A summary of exemplary frameworks is given below:
| Framework | Proposer Role | Solver Role | Reward Structure |
|---|---|---|---|
| EvoLMM | Image-grounded Q generation | N-shot answering, maximize consistency | Band-pass (entropy) + internal agreement |
| MAE | Question generation (LLM) | Answering, leverage Judge feedback | Difficulty, quality, format filtering |
| Socratic-Zero | Teacher/Generator, refine q | DPO-based reasoning update | Curriculum-utility, preference feedback |
| SAFE | Objective-function evolution | Solution/genotype evolution | Genotype/novelty, maximum per-solution scoring |
| PasoDoble | Adversarial QA generation | Multi-try answering | Difficulty/diversity rewards, validity clipping |
| Search Self-Play | Deep search query proposal | Search-based multi-hop answer | Correctness, RAG-verification filtering |
6. Theoretical Analysis and Equilibrium Outcomes
Theoretical analyses of proposer–solver co-evolution underline several generic equilibrium phenomena:
- Hamiltonian Conservation: In team-zero-sum evolutionary settings, a conserved quantity (Hamiltonian) ensures bounded, recurrent cycles in phenotype space, supporting endogenous diversity without mutation or drift (Piliouras et al., 2017).
- Correlated Equilibrium Emergence: Time-averaged play across periodic or quasi-periodic cycles attains coarse correlated equilibria, attaining team-game value, and optimal population mixtures at the species level (Piliouras et al., 2017).
- Commensalistic and Adversarial Regimes: Depending on feedback coupling, emergent behaviors range from arms-race/adversarial escalation, curriculum adaptive improvement, to static commensalistic benefit (as in SAFE, where objective functions evolve by novelty independent of solver performance (Sipper et al., 2022)).
- Stability via Continuous Rewards and KL Regularization: Continuous soft rewards and adaptive regularization are both empirically and analytically critical for avoiding mode collapse, trivialization, or reward hacking (Thawakar et al., 20 Nov 2025, Chen et al., 27 Oct 2025, Zhang et al., 14 Nov 2025).

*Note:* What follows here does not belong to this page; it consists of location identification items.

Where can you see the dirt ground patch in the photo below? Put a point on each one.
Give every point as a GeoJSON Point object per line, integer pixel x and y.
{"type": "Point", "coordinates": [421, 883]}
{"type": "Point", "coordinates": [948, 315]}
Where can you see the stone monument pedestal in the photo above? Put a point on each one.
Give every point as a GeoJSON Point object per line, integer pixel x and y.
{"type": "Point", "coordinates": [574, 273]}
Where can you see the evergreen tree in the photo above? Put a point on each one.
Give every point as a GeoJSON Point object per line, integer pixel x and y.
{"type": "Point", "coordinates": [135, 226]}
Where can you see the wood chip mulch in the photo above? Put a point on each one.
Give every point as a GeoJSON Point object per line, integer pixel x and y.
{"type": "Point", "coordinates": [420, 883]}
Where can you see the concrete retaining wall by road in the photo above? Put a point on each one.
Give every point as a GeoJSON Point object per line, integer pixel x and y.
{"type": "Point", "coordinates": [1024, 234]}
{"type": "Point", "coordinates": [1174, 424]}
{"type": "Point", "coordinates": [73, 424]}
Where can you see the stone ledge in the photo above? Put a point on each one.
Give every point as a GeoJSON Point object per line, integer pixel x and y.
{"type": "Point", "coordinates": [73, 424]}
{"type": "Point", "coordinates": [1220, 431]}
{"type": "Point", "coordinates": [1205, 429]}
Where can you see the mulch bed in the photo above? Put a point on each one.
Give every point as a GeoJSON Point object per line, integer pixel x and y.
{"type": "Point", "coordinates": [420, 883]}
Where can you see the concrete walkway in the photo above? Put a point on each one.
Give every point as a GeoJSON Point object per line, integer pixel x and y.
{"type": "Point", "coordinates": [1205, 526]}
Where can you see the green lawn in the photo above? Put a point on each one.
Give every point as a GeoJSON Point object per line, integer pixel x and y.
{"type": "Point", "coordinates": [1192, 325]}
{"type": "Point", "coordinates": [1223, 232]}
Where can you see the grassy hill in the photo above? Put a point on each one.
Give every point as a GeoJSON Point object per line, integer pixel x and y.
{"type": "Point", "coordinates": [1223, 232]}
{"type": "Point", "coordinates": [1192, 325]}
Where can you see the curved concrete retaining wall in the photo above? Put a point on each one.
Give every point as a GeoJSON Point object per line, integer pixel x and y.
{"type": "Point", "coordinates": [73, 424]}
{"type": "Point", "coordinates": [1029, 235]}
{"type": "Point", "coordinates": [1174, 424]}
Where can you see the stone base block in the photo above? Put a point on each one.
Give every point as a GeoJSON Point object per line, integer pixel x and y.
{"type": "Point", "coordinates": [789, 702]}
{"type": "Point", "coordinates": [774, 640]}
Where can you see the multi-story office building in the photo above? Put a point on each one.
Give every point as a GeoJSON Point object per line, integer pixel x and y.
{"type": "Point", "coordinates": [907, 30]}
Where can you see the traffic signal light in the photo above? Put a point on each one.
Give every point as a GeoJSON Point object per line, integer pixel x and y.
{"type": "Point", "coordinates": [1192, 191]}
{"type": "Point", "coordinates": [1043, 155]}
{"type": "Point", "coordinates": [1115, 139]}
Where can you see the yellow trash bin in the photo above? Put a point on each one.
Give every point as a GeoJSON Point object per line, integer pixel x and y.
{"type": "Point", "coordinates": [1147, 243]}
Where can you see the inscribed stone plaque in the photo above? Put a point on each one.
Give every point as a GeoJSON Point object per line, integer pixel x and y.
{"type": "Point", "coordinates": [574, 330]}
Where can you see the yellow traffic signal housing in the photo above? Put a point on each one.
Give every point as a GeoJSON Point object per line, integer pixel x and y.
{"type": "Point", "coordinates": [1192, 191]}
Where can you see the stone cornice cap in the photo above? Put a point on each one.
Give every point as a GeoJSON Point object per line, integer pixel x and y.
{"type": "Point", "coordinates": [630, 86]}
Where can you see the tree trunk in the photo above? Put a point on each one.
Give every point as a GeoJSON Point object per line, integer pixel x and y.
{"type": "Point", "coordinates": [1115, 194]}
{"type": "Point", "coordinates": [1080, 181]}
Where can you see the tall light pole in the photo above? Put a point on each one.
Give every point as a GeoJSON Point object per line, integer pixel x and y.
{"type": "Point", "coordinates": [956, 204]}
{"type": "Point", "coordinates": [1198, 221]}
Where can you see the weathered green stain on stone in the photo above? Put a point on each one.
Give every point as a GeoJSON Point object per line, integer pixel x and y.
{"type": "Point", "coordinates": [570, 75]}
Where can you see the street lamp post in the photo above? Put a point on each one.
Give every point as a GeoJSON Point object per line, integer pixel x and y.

7. Limitations, Challenges, and Open Directions
While proposer–solver co-evolutionary methods offer major advances in data-free and unsupervised improvement of large models and strategic systems, several open challenges persist:
- Reward Hacking and Trivialization: Poorly shaped or poorly filtered rewards induce degenerate proposer or solver strategies (e.g., unsolvable or trivial questions).
- Stability and Scalability: Empirical stability is sensitive to reward clipping, schedule of agent updates, and regularization constants; theoretical convergence guarantees remain limited in deep RL and language domains.
- Generalization and Diversity: Generative diversity must be enforced to avoid collapse onto narrow task or solution distributions.
- Transfer and Meta-Learning: Generalizing these dynamics across domains, modalities, and agent architectures, and quantifying transferability, remain open areas for future research.
Empirical evidence across multiple benchmarks, ablation studies, and dynamical analyses confirm that carefully coupled proposer–solver systems, utilizing continuous bidirectional and band-pass feedback, yield robust, domain-agnostic frameworks for self-improving models and strategic agents (Thawakar et al., 20 Nov 2025, Chen et al., 27 Oct 2025, Zhang et al., 14 Nov 2025, Lu et al., 21 Oct 2025, Wang et al., 29 Sep 2025, Sipper et al., 2022, Piliouras et al., 2017).